Exploitation in the Red Meat Sector must end before expansion of employment permit system in Ireland
13 April 2021
Responding to the Meat Industry Ireland’s (MII) presentation to the Joint Oireachtas Committee on Enterprise, Trade and Employment, committee member and Labour employment spokesperson Senator Marie Sherlock said that there are serious questions for the red meat sector in supporting an expansion of the employment permits system in Ireland.
Senator Sherlock said:
“MII have failed to provide sufficient evidence of their efforts to recruit and train workers here in Ireland and within the EU for general operatives and skilled workers within the red meat sector.
“The sector has pointed to efforts “to mining the live register” and to putting over 600 workers via Skillsnet training, yet the reality remains is that this is very arduous work at minimum rates of pay and often with terrible working conditions, with intimidating management controls and very low availability of paid sick leave.
“It is not credible that the MII members have exhausted all efforts to recruit here and that the reasons for their high reliance on permits relate to minimisation of their labour costs and minimisation of worker turnover as employment permits severely curtail worker mobility.
“The sector has very serious questions to answer about why there are repeated reports of exploitative work practices by employers within the sector, the latest appearing last weekend in the Irish Mail on Sunday which reported that some red meat workers are being forced to take on “fake” identities in order to access employment.

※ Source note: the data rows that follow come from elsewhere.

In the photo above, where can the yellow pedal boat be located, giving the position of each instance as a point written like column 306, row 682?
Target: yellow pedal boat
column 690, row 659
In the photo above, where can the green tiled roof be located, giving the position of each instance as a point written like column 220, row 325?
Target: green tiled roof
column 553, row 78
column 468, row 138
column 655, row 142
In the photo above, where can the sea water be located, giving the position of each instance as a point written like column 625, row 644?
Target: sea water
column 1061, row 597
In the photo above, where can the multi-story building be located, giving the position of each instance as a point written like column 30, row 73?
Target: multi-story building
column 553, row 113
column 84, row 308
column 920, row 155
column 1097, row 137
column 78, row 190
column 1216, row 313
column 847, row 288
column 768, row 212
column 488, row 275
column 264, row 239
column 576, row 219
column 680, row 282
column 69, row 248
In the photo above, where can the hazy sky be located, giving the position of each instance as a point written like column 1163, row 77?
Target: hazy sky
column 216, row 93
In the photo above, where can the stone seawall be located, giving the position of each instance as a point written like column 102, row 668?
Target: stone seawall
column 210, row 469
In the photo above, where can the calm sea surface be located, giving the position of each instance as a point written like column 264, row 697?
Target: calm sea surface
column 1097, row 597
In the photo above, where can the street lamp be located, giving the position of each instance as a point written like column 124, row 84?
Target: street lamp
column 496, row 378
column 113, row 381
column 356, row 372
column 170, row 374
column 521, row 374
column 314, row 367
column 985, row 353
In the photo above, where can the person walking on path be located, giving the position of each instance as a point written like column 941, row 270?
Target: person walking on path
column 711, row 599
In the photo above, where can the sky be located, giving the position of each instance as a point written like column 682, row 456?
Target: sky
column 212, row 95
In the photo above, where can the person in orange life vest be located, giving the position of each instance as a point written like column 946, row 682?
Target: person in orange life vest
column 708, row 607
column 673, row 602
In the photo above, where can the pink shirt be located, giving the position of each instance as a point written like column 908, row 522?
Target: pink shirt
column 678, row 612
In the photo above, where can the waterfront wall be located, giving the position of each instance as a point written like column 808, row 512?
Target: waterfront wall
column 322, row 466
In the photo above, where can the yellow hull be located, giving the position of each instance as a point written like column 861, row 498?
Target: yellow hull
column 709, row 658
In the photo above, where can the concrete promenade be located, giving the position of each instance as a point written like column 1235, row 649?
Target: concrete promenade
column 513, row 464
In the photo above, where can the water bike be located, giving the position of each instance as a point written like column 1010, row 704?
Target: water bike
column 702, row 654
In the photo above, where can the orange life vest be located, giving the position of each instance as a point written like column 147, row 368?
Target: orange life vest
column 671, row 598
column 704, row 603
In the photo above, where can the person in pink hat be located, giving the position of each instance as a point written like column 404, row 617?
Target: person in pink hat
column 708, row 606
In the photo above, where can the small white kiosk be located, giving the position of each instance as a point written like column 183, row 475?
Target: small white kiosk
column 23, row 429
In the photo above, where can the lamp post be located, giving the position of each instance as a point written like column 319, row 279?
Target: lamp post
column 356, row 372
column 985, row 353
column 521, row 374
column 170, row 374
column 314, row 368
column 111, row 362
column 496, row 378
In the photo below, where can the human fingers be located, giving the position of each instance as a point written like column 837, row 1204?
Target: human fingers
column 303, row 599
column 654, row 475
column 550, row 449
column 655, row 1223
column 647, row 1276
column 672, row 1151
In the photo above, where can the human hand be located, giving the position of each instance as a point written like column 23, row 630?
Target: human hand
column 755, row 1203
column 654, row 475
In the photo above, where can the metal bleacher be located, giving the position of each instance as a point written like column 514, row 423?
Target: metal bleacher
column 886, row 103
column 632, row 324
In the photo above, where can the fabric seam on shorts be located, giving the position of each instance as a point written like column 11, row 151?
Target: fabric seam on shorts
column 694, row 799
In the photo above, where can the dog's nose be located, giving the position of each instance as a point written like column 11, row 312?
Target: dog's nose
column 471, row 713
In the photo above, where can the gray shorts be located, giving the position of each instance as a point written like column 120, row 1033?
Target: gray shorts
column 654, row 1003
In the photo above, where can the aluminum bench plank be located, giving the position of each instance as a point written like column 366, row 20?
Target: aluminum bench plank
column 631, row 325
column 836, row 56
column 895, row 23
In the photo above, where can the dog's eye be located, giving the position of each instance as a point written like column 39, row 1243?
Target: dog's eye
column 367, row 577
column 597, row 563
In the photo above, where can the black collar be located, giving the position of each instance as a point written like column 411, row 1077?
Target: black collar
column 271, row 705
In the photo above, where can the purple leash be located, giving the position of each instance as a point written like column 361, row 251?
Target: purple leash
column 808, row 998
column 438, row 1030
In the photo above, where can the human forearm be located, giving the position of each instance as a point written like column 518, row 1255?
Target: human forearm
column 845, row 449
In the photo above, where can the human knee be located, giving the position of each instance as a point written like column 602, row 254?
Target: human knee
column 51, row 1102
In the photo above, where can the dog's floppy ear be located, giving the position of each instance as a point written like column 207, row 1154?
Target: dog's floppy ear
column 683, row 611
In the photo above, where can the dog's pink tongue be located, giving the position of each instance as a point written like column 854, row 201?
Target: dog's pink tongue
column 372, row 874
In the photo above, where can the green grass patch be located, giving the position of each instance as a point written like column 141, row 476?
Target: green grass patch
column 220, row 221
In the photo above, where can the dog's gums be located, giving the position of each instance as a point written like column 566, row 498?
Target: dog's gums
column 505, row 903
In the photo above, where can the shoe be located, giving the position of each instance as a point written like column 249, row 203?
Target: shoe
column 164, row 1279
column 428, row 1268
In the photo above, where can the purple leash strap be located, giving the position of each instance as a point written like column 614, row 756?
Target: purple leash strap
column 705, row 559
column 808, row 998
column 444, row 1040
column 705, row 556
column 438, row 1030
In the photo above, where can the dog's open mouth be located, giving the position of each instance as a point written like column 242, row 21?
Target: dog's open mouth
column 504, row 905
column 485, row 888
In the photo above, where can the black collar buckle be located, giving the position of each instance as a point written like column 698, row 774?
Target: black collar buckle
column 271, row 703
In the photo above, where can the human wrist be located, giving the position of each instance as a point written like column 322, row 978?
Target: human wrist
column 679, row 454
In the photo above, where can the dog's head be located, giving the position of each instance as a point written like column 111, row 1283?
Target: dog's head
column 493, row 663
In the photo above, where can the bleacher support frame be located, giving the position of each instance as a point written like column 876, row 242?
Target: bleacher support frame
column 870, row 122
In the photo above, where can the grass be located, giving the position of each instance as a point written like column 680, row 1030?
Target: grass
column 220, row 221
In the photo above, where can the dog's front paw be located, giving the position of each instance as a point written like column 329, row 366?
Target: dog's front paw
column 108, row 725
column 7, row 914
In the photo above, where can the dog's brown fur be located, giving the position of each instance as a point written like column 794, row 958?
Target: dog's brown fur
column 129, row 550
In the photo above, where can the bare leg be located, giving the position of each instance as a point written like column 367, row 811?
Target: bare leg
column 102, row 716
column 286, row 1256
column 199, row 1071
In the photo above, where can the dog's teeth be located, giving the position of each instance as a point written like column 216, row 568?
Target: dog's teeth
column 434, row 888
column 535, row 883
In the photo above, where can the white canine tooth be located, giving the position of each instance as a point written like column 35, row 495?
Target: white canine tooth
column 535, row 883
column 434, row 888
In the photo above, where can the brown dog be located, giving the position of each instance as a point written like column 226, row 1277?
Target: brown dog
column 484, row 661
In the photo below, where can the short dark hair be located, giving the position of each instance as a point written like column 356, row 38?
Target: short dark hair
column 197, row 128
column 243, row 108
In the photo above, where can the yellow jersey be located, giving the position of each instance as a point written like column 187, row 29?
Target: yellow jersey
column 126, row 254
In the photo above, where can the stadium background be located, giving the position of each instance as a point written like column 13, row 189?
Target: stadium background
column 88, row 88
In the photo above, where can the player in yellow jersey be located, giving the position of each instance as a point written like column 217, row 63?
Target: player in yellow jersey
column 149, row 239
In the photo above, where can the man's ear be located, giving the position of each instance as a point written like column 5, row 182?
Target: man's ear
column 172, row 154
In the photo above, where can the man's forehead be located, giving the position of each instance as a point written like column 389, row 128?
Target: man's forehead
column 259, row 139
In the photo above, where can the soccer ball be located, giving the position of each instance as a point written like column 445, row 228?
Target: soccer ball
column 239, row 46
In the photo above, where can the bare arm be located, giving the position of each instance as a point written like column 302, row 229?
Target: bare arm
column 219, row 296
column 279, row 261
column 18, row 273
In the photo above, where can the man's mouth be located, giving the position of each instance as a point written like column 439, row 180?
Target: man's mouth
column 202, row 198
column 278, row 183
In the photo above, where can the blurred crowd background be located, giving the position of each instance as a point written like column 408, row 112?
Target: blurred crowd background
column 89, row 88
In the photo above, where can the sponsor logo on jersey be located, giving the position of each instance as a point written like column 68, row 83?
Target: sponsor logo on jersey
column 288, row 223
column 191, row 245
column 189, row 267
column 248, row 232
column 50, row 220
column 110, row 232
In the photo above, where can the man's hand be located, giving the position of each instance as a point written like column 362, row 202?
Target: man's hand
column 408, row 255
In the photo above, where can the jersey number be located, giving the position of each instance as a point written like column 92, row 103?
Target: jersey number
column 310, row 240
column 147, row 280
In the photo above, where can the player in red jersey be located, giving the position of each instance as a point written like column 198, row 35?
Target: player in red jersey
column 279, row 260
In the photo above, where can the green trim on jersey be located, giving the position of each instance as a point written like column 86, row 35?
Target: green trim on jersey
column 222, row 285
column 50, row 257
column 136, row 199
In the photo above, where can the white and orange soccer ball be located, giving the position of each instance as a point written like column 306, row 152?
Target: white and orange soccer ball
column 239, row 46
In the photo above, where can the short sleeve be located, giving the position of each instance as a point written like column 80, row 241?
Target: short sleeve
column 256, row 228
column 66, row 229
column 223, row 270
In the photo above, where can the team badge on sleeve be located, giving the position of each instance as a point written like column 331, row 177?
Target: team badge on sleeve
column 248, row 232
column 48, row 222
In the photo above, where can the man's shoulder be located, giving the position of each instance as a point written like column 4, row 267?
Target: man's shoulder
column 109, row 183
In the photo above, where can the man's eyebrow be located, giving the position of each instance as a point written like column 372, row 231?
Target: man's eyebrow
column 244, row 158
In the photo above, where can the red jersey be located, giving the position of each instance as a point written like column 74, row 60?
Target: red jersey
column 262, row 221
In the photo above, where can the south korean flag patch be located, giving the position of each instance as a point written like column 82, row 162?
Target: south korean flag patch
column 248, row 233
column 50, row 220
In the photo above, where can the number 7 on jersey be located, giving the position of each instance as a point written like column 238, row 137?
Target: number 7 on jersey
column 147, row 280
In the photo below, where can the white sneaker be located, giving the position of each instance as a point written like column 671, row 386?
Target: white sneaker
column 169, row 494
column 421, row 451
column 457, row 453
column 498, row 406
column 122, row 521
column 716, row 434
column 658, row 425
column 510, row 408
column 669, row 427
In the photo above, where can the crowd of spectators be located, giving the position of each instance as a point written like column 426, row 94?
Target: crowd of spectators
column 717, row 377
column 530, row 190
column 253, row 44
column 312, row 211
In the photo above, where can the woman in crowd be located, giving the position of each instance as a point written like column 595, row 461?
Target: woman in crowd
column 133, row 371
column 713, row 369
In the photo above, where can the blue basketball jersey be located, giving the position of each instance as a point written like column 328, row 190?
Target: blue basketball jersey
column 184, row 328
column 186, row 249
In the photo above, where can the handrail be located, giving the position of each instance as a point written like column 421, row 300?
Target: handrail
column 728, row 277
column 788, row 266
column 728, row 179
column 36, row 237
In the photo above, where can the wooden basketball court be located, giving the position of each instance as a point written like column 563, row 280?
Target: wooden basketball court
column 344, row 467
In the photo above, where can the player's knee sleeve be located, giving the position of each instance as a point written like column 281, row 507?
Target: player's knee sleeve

“Last summer, there were reports of workers taken on through a Polish employment agency which left them without access to basic social welfare here in Ireland including illness benefit, a truly hazardous practice in the middle of a global pandemic. SIPTU report that in their survey funding, just only one in ten workers in the meat industry have access to paid sick leave. MII claim that the figure for their member companies is one in five. In sectors like the meat industry, workers who are ill are being faced with an impossible choice between their wages and their health. A number of workers have also reported to us that they are or have been bogusly self-employed in the sector.
“Ultimately, there remain very serious concerns about the employment model in the red meat sector. Despite assurances of on-site testing and major improvements in Covid compliant practices, there have been 1030 incidents of Covid associated with meat and poultry production workplaces between the eight months of August 2nd and April 3rd processing sector. The living conditions of these workers and why they are forced to live in these conditions is serious concern not only for public health but for the dignity of these workers.
"The very high rate of breaches found from a very small number of WRC inspections is extremely worrying and warrants much greater investigation of employment practise in the sector before it is “rewarded” with additional employment permits.
“Every worker deserves the basic right to dignity in the workplace. Meat factory workers are not being provided with this fundamental respect by either Government in terms of the level of workplace inspections or the industry body which represents the sector. Workers are subjected to low pay and extremely challenging working conditions and the business model reliant on by the bosses is importing cheap labour in.
"The sector is dominated by a tiny number of very large and very secretive businesses that operate under unlimited company status meaning no one can access their accounts. This sector needs serious attention from the Government to protect the workers currently employed before a single consideration is given to extending the employment permits for the sector.”